Usually - to make things simpler- we adopt Earth values for P2 and a2, and convert the other planet's (that we wish to find) for P1 and a1.

In the case of the (other) planet's distance, we therefore want to solve for a1.

Here's how it works in practice.

We take P2 = 1 year (the period for Earth to make one revolution).

We take a2 = 1 AU or astronomical unit ( = 93 million miles)

then the equation simplifies to, with k a constant of proportionality that
can be set equal to 1:

(P1/ 1 yr)^2 = k(a1/ 1 AU)^3

or, solving for a1 (and remembering the units used)

a1 = {[P1]^2}^1/3

Note that the whole quantity on the right side is raised to the one-third (1/3) power, or the cube root.

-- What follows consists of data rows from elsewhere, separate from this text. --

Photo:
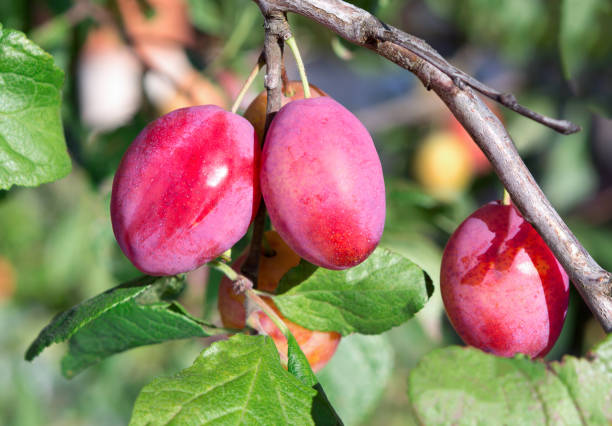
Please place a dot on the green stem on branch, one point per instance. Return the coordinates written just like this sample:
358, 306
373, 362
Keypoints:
298, 60
506, 200
225, 269
245, 87
253, 295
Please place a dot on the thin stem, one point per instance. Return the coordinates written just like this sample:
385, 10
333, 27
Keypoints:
298, 60
225, 269
506, 200
253, 296
247, 84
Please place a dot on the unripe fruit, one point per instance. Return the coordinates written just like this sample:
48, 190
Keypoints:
294, 90
322, 183
503, 289
186, 189
443, 165
318, 346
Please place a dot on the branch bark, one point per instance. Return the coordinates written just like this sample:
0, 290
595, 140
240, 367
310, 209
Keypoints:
277, 31
456, 89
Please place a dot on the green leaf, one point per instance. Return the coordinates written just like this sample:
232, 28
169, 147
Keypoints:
382, 292
468, 386
568, 175
133, 314
357, 376
32, 145
297, 364
233, 382
585, 39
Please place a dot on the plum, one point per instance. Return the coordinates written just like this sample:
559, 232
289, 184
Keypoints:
318, 346
503, 289
322, 183
186, 189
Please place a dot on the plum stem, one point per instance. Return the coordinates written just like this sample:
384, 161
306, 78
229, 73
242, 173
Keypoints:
225, 269
280, 324
301, 69
247, 84
506, 200
240, 282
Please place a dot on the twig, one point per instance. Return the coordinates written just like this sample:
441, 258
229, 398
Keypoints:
277, 30
364, 29
247, 84
298, 60
358, 26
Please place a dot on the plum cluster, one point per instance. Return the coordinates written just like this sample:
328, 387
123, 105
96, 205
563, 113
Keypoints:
188, 188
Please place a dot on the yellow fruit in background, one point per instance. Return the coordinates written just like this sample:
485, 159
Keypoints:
443, 165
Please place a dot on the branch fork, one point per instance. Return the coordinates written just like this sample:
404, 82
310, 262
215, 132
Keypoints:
456, 89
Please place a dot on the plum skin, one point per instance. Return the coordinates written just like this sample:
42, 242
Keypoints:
318, 346
322, 182
186, 189
503, 289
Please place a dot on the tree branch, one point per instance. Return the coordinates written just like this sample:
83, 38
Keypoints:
277, 30
364, 29
455, 88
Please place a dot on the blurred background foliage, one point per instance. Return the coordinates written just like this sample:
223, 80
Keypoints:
128, 61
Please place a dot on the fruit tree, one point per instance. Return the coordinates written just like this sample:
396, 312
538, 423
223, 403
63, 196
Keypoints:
252, 212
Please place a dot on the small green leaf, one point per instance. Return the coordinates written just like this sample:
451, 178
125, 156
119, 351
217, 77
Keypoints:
297, 364
134, 314
357, 376
468, 386
32, 145
233, 382
382, 292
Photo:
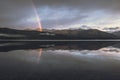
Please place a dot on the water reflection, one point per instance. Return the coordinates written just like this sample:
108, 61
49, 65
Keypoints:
68, 61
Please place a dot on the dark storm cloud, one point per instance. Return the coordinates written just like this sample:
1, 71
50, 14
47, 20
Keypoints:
14, 13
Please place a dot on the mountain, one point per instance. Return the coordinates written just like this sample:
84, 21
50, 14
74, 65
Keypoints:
6, 33
85, 34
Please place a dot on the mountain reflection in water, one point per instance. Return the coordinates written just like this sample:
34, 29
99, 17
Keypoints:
59, 60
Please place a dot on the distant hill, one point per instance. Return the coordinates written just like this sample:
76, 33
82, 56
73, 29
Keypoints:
117, 33
6, 33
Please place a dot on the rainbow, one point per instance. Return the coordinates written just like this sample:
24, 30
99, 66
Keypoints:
37, 17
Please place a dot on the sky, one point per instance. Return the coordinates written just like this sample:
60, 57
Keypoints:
61, 14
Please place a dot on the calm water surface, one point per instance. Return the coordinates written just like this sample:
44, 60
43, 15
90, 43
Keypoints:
60, 62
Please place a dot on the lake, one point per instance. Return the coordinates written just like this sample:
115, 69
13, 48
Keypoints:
64, 60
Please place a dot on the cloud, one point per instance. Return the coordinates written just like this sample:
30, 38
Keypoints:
20, 13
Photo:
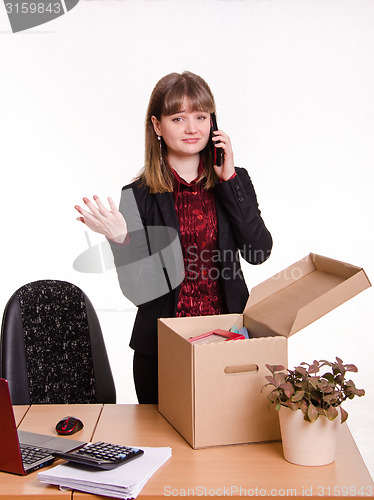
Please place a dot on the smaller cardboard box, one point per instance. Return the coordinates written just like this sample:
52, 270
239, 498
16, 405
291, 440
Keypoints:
211, 393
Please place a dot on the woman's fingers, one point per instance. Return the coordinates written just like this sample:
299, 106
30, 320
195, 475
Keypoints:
112, 204
102, 209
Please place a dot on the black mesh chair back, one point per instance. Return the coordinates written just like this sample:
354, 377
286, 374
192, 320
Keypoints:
52, 350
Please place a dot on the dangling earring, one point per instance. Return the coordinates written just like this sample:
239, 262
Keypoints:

For the case of Mars, say P1 = 687 days, then convert to years- given one Earth year is 365 days: P1 = (687/ 365) = 1.88 years.

Then, solving for a1:

a1 = {[1.88]^2}^1/3 = {3.53}^1/3 = 1.52

I left out units, but we understand that a1 is in AU so

a1 = 1.52 AU

This can now be converted into miles:

a1 (miles) = 1.52 x (93,000,000) = 141 million miles.

Any other planet's distance can also be found, once you know what its period (P1) is.

Note that there is a more exact form of the law worked out by Newton that gives:

P^2 = 4(π)^2 a^3/[G(M + m_p)].

where P is the planet's period, a the distance (we want to solve for) and G the gravitational constant, M the mass of the Sun, and m_p the planet's mass.


1(a) Based on the diagram provided (lower graphic), explain how it is that S remains stationary to an observer B but would not appear stationary to an observer on the Sun.

b)What is the time for S to make two orbits of the Earth? Justify your answer.

c)To an observer on S, would the Earth show phases, as the Moon does to observers on Earth? Illustrate your answer with a diagram.

d)Imagine the distance between S and the Earth’s center is increased. What effect, if any, would this have on the period?

e)Assuming the specific increased distance D = 2 R (where R = d + r is the original distance, and r is the Earth’s radius) what is the effect on the force of gravitational attraction exerted by Earth on S? Comment on the statement: “S has mass, but no weight”.

2. a) Given that Jupiter's value for a = 5.2 AU, determine the length of its year.

b) Given that Jupiter's eccentricity e = 0.048 find the displacement distance D from its orbital ellipse center.